Meine Änderungen habe ich hier mal rot markiert....
Beim ersten 'AddItems' fehlt meiner Meinung nach der Index => (1) <=
ItemIDs ist als Gruppe mit zwei Elementen deklariert! (siehe => Dim ItemIDs(2) As String)
Die ItemIDs können nur fehlerfrei bearbeitet werden, wenn der Index richtig angegeben wird.
Eigentlich müsste hier schon eine Fehlermeldung kommen, dass das Element nicht vorhanden ist...oder so ähnlich...
Genaueres würde man sehen wenn der ErrorHandler aktiviert wäre.

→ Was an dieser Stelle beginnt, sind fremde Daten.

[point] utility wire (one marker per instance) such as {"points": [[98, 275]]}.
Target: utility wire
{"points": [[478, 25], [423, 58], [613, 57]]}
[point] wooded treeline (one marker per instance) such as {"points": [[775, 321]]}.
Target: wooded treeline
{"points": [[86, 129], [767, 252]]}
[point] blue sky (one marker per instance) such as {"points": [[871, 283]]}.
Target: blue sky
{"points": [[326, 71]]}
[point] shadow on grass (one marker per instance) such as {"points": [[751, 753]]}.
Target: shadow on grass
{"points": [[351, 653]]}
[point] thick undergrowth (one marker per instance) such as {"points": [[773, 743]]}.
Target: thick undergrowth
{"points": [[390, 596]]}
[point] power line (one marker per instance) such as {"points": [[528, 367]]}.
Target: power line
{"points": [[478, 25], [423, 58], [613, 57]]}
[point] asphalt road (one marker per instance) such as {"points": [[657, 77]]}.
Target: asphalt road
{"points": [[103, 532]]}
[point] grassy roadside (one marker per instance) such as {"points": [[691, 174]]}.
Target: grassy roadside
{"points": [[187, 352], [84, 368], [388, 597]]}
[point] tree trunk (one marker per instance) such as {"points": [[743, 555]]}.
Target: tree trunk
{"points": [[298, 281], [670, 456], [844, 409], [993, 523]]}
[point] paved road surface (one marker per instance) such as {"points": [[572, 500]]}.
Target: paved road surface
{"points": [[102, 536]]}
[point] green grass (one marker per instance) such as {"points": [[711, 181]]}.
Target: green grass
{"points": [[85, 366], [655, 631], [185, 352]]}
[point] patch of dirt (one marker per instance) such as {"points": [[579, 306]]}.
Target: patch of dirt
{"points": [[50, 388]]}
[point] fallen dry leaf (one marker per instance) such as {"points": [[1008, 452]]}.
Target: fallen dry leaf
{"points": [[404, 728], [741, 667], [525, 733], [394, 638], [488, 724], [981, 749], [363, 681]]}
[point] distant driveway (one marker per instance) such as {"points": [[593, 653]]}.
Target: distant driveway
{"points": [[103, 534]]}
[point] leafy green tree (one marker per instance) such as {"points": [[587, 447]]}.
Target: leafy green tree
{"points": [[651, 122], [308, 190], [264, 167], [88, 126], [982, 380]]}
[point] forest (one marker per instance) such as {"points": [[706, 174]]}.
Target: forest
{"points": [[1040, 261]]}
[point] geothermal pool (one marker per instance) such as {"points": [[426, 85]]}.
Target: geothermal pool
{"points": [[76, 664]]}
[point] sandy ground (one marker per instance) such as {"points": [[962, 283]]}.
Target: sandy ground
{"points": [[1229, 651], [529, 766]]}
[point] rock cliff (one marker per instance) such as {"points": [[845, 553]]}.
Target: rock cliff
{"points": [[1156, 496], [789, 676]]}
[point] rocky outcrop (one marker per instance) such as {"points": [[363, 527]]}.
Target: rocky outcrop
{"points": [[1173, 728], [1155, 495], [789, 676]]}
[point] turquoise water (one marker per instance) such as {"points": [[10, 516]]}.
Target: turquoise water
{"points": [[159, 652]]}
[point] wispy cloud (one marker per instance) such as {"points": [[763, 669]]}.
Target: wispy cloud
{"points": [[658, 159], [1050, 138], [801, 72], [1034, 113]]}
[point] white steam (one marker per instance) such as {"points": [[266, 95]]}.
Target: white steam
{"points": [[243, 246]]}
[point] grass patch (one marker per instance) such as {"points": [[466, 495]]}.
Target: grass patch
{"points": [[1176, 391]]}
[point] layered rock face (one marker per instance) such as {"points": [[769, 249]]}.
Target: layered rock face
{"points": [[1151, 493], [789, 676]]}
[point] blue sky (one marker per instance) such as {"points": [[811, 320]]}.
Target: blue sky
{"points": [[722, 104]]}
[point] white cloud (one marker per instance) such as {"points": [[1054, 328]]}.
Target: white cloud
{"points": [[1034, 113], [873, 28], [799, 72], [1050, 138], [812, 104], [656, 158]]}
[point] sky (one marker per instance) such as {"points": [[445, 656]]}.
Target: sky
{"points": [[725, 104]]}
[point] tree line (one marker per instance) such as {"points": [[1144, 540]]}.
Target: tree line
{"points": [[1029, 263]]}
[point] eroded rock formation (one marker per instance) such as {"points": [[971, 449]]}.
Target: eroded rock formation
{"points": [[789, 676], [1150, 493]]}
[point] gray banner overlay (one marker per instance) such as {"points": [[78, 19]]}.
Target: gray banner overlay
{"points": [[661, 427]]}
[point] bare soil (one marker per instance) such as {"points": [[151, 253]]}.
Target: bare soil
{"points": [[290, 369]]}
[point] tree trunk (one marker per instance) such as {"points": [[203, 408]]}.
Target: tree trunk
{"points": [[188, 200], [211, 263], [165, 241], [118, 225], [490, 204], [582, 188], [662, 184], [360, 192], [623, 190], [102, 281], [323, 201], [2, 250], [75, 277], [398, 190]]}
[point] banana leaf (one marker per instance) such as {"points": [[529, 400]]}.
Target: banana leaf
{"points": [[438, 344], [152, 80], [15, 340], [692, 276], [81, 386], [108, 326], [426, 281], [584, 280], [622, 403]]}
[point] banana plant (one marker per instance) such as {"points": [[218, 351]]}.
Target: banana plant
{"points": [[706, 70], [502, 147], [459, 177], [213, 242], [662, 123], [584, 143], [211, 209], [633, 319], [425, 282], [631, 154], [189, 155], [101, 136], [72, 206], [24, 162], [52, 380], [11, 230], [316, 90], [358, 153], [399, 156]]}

Die zweite Zeile dient dazu der Collection 'MyOPCItemColl' eine weitere Variable hinzuzufügen.
Für jeden weiteren Wert, der in Excel angezeigt werden soll, muss einen zusätzliche AddItems-Zeile eingefügt werden.
Natürlich muss die Gruppe ItemIDs auch die richtige Anzahl Elemente enthalten. zb. Dim ItemIDs(10) As String
Und jedes Element muss mit 'ItemIDs(3) = "weight_shift_2"' usw. beschrieben sein.

Probier das mal aus und melde dich nochmal....

Gruss
Guido


----------



## KNEFI (21 Januar 2009)

HI Guido!
danke für deine Hillfe.
Habe deine Vorschläge umgesetzt aber nun sagt der kompiler 
zu der rot markierten stellen deiner änderung.

"Fehler beim Kompilieren:
Unverträgliche Typatenfeld oder benutzerdefinierter Typ erwartet"

Test:
"MyOPCitemcoll.additems 2, ItemIDs, Client Handles.............

wenn ich dort die nummerierung wegnehme kommt der fehler:

"Laufzeitfehler 9:
Index außerhalb des gültigen Bereiches"

und zwar bei der eigentlichen ausgabe der Variablen
"Range ("B4").Value= Cstr(ItemValues(2))

Vielleicht haste ja noch ne idee??? ich werde es auch weiter ausprobieren.....:-D


----------



## Guido (21 Januar 2009)

Hallo,

hast du noch den original Code in dem nur eine Variable gelesen und angezeigt wird?
Mich würde mal interessieren wie das vor deinen Änderungen aussah....

Vielleicht kannst du ja mal den Original-Code hier rein kopieren....

Gruss
Guido


----------



## KNEFI (21 Januar 2009)

Hi Guido!
ich habe hier jetzt das original skript eingefügt.
hier müssen noch der pc name und der variablenname von excel aus eingefügt werden. das hatte ich ja schon geändert.
ziel ist es einfach variablen aus dem server in excel sichtbar zumachen.


----------



## Guido (22 Januar 2009)

Hallo,

ich habe mir die beiden Versionen nochmals angeschaut und möchte dich bitten vielleicht mal folgendes zu probieren?
Kopier die zwei Zeilen in das 'MyOPCGroup_DataChange'...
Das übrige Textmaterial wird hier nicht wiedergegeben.